Елфимка, сын попов, напоминал:
– Чарка – в жажду, чарка – в сладость, чарка – во здравие. Все остальное – в бесчестье, в срам.
– Я больше не предлагал, – отворачивался Косой.
– А я предлагал!
Сразу поворачивали бородатые лица.
– А я предлагал, – хмуро повторял Шохин, ужасно моргая красным вывернутым веком. – Было, на реке Яне схватили дикующие меня и Михалку Цыпандина. Он потом на Ковыме утонул…
Из рассказа Шохина получалось, что дикующие, выскочив внезапно, уперли копья в грудь казаков. А было у них богато – две пищали на двоих, правда, порохового зелья ни грамма. Потому их и схватили.
Шаман Юляду, худой, как оленья жила, сказал, бия в бубен:
«Вот каких странных людей поймали! Вот пусть десять дней живут, нам от того удача будет!»
Шохин будто бы удивился:
«А потом? Ну, через десять дней? Там дальше пойдем?»
Шаман Юляду тоже как бы удивился. Сухие человеческие кости подержал над огнем.

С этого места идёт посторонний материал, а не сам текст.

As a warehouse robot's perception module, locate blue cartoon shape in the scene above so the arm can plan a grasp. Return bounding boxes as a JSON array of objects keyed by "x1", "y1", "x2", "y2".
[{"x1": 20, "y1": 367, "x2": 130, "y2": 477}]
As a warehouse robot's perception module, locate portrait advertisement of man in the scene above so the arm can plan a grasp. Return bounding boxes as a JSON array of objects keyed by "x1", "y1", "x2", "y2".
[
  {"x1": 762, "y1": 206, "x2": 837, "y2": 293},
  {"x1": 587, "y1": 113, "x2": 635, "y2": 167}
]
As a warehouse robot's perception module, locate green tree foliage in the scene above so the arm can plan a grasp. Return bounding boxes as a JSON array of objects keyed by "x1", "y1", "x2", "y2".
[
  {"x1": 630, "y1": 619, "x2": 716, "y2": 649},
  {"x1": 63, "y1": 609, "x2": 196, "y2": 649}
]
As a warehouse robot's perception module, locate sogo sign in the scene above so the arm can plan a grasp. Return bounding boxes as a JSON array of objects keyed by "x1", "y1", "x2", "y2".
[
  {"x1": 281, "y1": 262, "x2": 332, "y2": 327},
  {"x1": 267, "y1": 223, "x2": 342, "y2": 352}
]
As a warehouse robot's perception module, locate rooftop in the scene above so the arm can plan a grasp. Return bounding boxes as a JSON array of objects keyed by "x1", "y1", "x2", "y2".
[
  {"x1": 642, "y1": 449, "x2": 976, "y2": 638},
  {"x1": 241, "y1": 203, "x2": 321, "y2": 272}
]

«Нет, однако не пойдете. Потом убьем».
Мишка Цыпандин обречено махнул рукой:
«Ну, ладно, твоя правда, Юляду. Ну, пусть десять дней. Все равно все божии. Только не притесняйте нас. Дайте сараны, нарвите сладкой травы, поставьте железные котлы, приготовим для вас невиданное угощение».
Дикуюшие спросили шамана:
«Можно?»
Шаман человеческие кости подержал над огнем, разрешил.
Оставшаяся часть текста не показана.